DETAILED DESCRIPTION OF THE INVENTION
The present invention incorporates an osteogenic loading mechanism
into therapeutic equipment. In certain embodiments of the
invention, applied use induces mechanical strains on the order of
50 to 500 microstrain (i.e., 50 500 times 10.sup.-6 strain) with a
frequency range of 10 to 100 Hz, and preferably within the range of
15 to 30 Hz, into the appendicular and/or axial skeleton. The
strain may be induced with peak-to-peak displacements of no more
than about 2 millimeters. Such parameters provide at least the
following beneficial effects: 1) maintenance of bone
mass/prevention of osteoporosis; 2) promotion of bone ingrowth into
implants or prosthesis; and 3) acceleration of fracture healing.
Further details of the loading mechanism may be ascertained by
reference to the McLeod patents.
FIG. 1, as disclosed in U.S. Pat. Nos. 5,273,028 and 5,376,065 to
McLeod et al., the entirety of which have been previously
incorporated herein by reference, illustrates one embodiment of a
loading mechanism for mechanically and cyclically loading bone
tissue to induce bone growth for osteogenic repair of bone tissue.
Briefly stated, the linear loading mechanism 10 of FIG. 1 includes
upper and lower rigid plates 11, 12 spaced apart by two oppositely
bowed sheets 13, 14, (e.g., of spring steel). The opposite bowing
of sheets 13, 14 creates a vertical separation between the sheets
13, 14 to permit mounting of an actuator or transducer 15, 15'
between the bowed region of sheets 13, 14. The patient stands or
sits stationary on the rigid plate 11 and, upon activation, the
actuator or transducer stimulates the rigid plates 11, 12 to impart
mechanical stress to the patient. The patents disclose means for
activating and controlling the load delivered to the patient. The
strain resulting from this stress causes the desired osteogenesis.
Any effective method or means for creating a coordinated
displacement between the rigid plates 11, 12 may be used to deliver
a mechanical load to a patient and all such methods or means are
within the scope of the invention.
Another way of delivering a mechanical load to a patient is with a
rotary loading mechanism 20, as shown in FIG. 2. The device
illustrated includes a rotary actuator or transducer, such as an
eccentric cam.

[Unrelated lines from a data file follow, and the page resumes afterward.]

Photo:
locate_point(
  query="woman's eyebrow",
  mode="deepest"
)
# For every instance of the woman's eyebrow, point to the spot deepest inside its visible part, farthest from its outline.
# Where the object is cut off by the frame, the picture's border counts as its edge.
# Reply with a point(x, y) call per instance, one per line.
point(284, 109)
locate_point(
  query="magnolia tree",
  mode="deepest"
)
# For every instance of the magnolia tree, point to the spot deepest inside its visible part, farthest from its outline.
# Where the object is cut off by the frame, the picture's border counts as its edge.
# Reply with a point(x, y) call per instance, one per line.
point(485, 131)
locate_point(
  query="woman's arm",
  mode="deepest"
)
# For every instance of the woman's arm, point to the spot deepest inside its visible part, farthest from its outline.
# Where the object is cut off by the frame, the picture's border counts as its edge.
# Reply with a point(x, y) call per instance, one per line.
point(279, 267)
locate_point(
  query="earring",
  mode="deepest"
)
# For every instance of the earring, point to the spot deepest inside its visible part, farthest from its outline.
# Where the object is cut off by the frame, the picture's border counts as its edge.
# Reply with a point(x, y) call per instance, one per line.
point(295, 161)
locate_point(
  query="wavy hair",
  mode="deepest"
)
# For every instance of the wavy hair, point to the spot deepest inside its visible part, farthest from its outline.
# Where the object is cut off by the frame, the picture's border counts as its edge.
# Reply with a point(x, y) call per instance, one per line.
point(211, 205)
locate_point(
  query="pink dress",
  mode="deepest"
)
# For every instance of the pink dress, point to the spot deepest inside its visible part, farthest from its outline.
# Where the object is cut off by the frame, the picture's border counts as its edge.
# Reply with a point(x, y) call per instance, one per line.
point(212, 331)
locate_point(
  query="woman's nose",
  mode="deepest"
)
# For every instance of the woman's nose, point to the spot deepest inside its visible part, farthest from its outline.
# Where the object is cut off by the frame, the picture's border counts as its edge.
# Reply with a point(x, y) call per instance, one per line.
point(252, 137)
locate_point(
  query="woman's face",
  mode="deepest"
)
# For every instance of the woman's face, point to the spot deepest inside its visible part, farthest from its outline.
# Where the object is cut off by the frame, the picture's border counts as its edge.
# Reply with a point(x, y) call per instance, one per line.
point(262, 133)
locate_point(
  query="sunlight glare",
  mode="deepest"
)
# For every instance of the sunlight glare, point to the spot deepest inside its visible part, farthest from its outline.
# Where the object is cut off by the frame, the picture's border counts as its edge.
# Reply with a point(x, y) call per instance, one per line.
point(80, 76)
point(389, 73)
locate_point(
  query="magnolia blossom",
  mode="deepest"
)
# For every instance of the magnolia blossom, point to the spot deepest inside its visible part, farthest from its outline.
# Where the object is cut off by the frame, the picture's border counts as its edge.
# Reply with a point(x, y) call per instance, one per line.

The rotary loading mechanism 20 is rotatably
supported and aligned with a pivot axis of a shaft or similar
component of an exercise machine. In FIG. 2, the rotary actuator or
transducer converts mechanical or electromechanical energy into
vibrational stimulation of the appendicular support surface. In the
embodiment shown, an eccentric cam comprises a revolving disk and
shaft assembly 22 with the axis of rotation displaced from the
geometric center of the revolving disk 24, as indicated by the
various unequal radii depicted as r.sub.1, r.sub.2, r.sub.3, and
r.sub.4. Eccentricity can also be attained by creating deformations
on the surface of the revolving disk 24 such that the deformations
interact with the rotational mechanism of the shaft assembly 22 to
produce vibration. As power is applied to the shaft and the motor
is thus turned, its surface comes into contact at various points
with the inner surface of the stator. The rotation of the roar and
subsequent contact between its outer surface and the stator causes
the assembly to vibrate. Because the stator is rigidly, or semi
rigidly attached to the exercise device, this vibration is
transferred to the exercise device, and hence to the patient using
the exercise device.
The eccentric cam may be combined with other elements to form an
electromechanical actuator such as an actuator including a rotor
and a stator. An electromechanical actuator improves the
flexibility of the exercise device, by reducing the correlation
between the rate at which the patient operates the device and the
frequency of the resultant vibration. The electromechanical
actuator can be preset and adjustable so as to deliver stimulation
at the desired frequency regardless of the speed at which the
patient moves the exercise device, such as by pedaling, stepping,
walking, or swinging arm levers.
FIGS. 3 9 illustrate alternative therapeutic devices in which a
loading mechanism, such as the linear loading mechanism disclosed
in U.S. Pat. Nos. 5,273,028 and 5,376,065, or the rotary loading
mechanism disclosed in FIG. 2, may be incorporated to combine the
osteogenic benefits of mechanical loading with therapeutic effects,
such as the aerobic and strength benefits inherent in exercise.
Additional mechanical loading capabilities may be imparted to the
therapeutic devices in a variety of ways.
To establish the desired amplitude of resonance in the targeted
bodily tissue, it is advantageous to impart mechanical and cyclical
strain while the bodily tissue is simultaneously mechanically
stressed, either by the static interaction of gravity with body
weight, or by exertion of the muscles in the targeted bodily
tissue. Moreover, the mechanical and cyclical strain is preferably
applied so as to produce stimulating displacements in alignment
with the mechanical stress.
In certain embodiments, the entirety or a portion of a therapeutic
device rests on a substrate having a linear loading mechanism.
Activation of the linear loading mechanism and consequent
stimulation of the substrate thereby stimulates the therapeutic
device or part thereof resting on the substrate. In these
embodiments, mechanical and cyclical strain may be primarily
imparted to the axial skeleton. The simultaneous mechanical stress
is provided by static gravitational strain. For example, the
loading mechanism may include a piezoelectric transducer. The
transducer is coupled to the therapeutic device so as to vibrate
the device at a frequency ranging from about 10 Hz to about 100 Hz.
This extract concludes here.